Belfort was given a kid-glove 3 year sentence, just like Michael Milken.  What happened to the $20M in the bank, portrayed in the film?  Why does Belfort/DiCaprio say while in prison that he remembers he’s still ‘rich?’

The real issue in this film is, does everyone in American want to be rich?  It seems to say yes, and that is the reactionary heart of its message.  This lie is the foundational myth of capitalist culture.  The film is no indictment of the corrupt methods of the larger Wall Street, but a celebration of a fucked-up attempt by a dental school drop-out to beat the odds and get rich.  And he succeeds for awhile, until the whole predictable traffic accident commences.  Now Belfort’s still selling the same snake oil as a motivational speaker in California, living in an ocean-front manse on Manhattan Beach, driving a Mercedes.  He studied Tom Wolfe’s “Bonfire of the Vanities” for his own memoir, which he then sold to Scorsese, who swallowed it whole.  He’s behind on his payments to the government.  He's peddling himself on CNN.  Just another creepy guy making money, who got Scorsese to celebrate his gonzo life. 
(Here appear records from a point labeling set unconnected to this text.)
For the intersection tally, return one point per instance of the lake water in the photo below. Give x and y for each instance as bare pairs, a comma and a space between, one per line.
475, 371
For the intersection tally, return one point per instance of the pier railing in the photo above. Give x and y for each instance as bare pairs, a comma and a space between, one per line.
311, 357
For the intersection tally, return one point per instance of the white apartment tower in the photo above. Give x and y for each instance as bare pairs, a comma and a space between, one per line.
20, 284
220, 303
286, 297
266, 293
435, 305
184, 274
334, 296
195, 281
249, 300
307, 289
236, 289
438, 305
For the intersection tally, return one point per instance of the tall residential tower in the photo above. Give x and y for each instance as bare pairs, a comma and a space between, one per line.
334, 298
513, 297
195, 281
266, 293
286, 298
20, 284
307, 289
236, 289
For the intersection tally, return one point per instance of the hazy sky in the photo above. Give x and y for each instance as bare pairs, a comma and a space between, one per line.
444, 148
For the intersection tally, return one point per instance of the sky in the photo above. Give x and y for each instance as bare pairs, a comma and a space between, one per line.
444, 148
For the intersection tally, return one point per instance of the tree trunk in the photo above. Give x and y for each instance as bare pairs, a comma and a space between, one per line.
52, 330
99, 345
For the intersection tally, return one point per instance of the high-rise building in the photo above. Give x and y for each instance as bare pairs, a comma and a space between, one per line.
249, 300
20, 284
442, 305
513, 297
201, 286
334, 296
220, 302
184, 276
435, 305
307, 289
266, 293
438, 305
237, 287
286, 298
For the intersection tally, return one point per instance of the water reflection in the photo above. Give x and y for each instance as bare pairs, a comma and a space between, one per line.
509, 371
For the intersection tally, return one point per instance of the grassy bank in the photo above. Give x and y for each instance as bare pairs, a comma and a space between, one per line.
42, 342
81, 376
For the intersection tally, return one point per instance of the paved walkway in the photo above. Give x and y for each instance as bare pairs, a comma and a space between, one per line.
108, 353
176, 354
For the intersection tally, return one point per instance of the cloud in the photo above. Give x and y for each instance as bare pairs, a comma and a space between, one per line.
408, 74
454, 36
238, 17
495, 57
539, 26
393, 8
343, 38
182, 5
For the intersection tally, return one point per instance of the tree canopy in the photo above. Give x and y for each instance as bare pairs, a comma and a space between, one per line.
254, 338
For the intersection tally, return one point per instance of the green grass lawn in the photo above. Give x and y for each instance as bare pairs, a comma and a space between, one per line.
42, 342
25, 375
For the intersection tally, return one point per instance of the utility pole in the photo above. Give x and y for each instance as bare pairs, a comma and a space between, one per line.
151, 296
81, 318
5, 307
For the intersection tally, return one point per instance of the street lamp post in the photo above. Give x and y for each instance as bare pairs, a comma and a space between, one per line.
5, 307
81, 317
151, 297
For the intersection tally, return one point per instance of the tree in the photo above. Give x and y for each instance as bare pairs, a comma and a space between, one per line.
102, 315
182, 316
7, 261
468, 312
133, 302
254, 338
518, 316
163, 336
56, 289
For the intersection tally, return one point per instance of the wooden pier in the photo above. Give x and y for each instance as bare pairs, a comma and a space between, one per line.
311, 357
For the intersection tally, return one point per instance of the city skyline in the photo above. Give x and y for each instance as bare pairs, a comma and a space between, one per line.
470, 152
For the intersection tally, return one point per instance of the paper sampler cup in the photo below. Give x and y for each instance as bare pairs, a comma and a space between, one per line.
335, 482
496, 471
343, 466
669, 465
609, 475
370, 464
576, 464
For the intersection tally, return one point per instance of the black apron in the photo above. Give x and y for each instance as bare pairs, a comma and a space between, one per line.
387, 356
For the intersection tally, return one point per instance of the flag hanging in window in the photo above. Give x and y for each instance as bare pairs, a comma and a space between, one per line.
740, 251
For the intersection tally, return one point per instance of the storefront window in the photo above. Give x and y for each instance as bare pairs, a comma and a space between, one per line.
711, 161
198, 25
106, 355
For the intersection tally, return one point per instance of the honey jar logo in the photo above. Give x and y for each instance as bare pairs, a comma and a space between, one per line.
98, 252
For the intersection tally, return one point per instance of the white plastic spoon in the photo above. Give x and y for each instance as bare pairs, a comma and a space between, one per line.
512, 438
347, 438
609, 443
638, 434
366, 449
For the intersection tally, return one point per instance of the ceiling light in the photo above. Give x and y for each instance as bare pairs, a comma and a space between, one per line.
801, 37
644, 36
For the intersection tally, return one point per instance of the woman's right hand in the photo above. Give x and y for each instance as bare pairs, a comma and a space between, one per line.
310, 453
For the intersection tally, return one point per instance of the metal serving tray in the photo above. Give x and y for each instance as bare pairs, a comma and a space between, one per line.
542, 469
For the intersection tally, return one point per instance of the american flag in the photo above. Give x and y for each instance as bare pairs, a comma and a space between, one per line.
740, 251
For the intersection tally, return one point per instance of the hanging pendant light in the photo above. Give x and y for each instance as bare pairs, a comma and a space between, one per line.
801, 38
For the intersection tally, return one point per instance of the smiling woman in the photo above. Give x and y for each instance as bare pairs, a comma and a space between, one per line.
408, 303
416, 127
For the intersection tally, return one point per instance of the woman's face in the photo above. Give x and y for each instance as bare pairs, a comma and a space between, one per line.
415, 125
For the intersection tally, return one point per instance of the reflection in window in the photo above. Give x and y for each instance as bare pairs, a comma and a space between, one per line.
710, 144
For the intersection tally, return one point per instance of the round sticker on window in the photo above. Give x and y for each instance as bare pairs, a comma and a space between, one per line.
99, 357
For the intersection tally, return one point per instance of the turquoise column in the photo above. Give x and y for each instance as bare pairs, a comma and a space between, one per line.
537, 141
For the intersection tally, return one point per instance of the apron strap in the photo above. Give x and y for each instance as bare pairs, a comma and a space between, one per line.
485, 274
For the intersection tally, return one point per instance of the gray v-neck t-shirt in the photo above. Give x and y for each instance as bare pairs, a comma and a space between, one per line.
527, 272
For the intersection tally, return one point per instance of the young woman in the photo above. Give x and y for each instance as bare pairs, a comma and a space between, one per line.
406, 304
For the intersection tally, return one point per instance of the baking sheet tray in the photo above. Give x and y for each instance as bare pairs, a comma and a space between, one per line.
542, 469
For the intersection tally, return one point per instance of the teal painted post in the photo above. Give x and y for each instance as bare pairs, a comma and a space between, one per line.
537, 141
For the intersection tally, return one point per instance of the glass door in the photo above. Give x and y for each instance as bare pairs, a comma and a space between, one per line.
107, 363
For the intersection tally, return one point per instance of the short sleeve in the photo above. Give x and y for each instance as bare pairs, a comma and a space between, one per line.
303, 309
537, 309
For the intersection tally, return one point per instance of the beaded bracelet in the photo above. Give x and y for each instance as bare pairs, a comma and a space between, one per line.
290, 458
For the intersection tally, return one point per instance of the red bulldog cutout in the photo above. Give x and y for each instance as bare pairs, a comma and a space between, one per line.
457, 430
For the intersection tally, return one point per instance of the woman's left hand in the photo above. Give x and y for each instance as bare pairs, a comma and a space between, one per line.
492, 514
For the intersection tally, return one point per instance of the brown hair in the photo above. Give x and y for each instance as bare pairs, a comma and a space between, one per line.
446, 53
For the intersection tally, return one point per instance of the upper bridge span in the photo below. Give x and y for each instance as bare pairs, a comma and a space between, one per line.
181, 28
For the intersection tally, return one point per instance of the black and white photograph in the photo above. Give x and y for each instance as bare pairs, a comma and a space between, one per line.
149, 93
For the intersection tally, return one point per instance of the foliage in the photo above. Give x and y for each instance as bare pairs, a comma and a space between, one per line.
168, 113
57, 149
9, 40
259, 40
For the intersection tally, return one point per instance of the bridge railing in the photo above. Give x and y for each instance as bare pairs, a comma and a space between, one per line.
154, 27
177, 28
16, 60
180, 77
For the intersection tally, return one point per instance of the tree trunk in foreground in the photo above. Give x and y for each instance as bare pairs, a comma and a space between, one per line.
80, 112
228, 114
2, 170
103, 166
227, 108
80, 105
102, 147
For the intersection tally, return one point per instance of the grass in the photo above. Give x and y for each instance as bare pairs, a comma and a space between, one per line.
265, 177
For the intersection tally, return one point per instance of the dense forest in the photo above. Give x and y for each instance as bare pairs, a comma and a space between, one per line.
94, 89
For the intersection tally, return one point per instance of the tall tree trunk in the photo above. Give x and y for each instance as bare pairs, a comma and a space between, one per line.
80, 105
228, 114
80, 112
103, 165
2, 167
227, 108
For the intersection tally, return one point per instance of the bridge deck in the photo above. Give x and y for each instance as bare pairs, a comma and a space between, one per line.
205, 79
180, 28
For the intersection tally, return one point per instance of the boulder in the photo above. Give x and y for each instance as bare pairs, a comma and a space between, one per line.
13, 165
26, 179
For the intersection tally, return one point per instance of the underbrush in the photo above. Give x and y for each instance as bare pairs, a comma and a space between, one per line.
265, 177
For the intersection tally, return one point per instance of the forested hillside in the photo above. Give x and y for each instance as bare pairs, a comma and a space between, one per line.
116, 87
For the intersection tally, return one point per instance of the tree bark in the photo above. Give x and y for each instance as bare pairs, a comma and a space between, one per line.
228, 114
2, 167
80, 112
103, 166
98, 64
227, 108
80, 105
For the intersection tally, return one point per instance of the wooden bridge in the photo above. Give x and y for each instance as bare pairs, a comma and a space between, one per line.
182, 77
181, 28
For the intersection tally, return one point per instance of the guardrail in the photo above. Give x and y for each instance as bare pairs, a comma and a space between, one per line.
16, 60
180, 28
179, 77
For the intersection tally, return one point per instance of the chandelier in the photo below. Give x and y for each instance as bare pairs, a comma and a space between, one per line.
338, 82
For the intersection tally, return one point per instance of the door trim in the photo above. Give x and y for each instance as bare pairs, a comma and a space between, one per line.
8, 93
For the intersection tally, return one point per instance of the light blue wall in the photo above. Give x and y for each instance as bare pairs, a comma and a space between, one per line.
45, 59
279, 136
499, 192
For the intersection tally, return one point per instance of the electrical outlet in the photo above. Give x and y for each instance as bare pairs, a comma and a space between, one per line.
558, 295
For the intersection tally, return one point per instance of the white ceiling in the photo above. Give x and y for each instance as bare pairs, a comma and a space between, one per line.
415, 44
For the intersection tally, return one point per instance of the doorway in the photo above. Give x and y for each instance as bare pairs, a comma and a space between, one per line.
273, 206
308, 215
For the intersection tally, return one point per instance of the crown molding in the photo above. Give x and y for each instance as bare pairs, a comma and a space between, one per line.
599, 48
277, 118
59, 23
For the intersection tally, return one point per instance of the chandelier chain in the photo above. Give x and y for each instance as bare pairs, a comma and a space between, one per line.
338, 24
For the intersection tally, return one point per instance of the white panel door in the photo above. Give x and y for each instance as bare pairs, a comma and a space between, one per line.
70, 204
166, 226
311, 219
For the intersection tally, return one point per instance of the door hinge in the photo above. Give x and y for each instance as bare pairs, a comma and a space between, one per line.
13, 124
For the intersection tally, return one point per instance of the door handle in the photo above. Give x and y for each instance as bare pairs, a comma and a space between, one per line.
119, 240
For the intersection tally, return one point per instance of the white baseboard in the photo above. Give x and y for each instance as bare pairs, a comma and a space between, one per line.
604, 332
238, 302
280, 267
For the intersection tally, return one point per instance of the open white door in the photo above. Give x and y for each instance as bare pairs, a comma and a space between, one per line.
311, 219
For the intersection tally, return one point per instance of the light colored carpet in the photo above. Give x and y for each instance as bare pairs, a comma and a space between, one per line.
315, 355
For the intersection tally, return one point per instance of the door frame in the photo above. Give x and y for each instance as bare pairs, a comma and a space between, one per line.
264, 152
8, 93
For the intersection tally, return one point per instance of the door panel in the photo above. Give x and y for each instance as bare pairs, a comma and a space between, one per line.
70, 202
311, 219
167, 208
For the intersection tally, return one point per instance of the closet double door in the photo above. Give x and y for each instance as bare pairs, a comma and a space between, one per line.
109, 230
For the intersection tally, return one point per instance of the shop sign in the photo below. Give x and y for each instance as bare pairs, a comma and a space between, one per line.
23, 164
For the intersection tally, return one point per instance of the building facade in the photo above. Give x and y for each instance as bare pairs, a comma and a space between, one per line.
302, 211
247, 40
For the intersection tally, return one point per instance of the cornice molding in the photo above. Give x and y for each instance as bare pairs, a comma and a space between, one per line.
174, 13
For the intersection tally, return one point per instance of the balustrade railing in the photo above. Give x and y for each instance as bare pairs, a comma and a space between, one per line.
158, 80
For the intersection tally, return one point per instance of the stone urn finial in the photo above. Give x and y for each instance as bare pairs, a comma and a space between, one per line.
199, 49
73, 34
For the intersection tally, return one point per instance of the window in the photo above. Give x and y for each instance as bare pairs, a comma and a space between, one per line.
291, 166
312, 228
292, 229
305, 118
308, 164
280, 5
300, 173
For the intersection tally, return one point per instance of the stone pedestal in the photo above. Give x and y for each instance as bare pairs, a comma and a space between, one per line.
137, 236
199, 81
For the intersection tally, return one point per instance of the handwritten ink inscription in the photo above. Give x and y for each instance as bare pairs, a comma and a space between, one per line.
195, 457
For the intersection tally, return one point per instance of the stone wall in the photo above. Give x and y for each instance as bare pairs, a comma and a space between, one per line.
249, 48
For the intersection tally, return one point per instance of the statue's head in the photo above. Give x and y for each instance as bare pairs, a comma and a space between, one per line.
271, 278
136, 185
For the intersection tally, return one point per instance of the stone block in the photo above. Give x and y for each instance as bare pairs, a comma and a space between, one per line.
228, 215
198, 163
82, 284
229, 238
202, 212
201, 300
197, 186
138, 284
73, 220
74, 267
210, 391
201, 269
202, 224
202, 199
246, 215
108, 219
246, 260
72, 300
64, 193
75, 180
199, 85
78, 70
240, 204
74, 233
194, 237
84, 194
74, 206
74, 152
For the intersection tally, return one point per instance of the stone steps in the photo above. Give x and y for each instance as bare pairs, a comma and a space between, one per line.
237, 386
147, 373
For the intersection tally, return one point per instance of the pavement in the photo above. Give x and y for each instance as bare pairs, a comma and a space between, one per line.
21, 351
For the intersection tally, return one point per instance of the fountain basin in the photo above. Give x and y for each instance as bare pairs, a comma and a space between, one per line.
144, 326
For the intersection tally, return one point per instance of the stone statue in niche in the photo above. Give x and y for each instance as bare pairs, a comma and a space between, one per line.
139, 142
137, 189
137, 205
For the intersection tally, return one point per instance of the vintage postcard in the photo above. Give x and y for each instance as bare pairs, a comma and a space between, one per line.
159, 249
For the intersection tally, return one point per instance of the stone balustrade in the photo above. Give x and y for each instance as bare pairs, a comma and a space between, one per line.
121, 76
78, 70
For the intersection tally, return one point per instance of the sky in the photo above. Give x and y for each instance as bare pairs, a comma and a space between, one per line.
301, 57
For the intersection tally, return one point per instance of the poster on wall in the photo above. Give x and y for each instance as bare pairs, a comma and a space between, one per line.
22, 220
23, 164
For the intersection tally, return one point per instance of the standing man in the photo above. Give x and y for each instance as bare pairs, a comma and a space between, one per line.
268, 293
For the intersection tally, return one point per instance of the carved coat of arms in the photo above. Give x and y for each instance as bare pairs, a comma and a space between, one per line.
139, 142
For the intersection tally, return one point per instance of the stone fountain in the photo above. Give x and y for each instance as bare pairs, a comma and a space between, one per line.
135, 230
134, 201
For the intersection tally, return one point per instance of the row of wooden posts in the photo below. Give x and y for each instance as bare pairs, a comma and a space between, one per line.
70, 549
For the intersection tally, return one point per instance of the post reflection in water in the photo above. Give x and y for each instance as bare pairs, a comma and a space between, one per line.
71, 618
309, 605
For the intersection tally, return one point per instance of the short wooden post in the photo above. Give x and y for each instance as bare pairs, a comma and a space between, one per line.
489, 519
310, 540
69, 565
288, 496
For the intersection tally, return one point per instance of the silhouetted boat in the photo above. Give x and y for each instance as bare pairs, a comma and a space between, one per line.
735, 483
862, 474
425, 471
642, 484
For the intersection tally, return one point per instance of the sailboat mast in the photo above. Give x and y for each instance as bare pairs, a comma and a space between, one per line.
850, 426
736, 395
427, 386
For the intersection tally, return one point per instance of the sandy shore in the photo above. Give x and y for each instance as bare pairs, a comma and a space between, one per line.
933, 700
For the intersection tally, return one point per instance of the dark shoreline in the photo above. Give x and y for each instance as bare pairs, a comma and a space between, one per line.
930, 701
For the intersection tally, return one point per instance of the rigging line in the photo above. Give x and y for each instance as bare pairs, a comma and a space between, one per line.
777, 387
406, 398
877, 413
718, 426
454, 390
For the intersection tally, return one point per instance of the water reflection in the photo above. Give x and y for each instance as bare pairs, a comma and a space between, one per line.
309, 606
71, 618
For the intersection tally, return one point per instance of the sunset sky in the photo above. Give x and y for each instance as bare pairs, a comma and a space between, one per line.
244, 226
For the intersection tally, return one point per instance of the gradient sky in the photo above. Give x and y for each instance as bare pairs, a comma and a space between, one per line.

Prior books from inside the ‘securities’ industry, “House of Cards,” “Liar’s Poker,” and “The Big Short,’ are reviewed below. Also a review of the film "Wall Street:  Money Never Sleeps."

In Nov 2014, Michael Lewis had this to say about this film:  "What did you make of “The Wolf of Wall Street”?  It was much more about Martin Scorsese’s inner life than it was about Wall Street."
It didn’t speak to you, then, about what you had lived through? "No. I thought it was a very funny movie in its own right, but I didn’t think, “Oh yeah, that describes the world I came from.” It was like a very, very, very distant cousin to that world."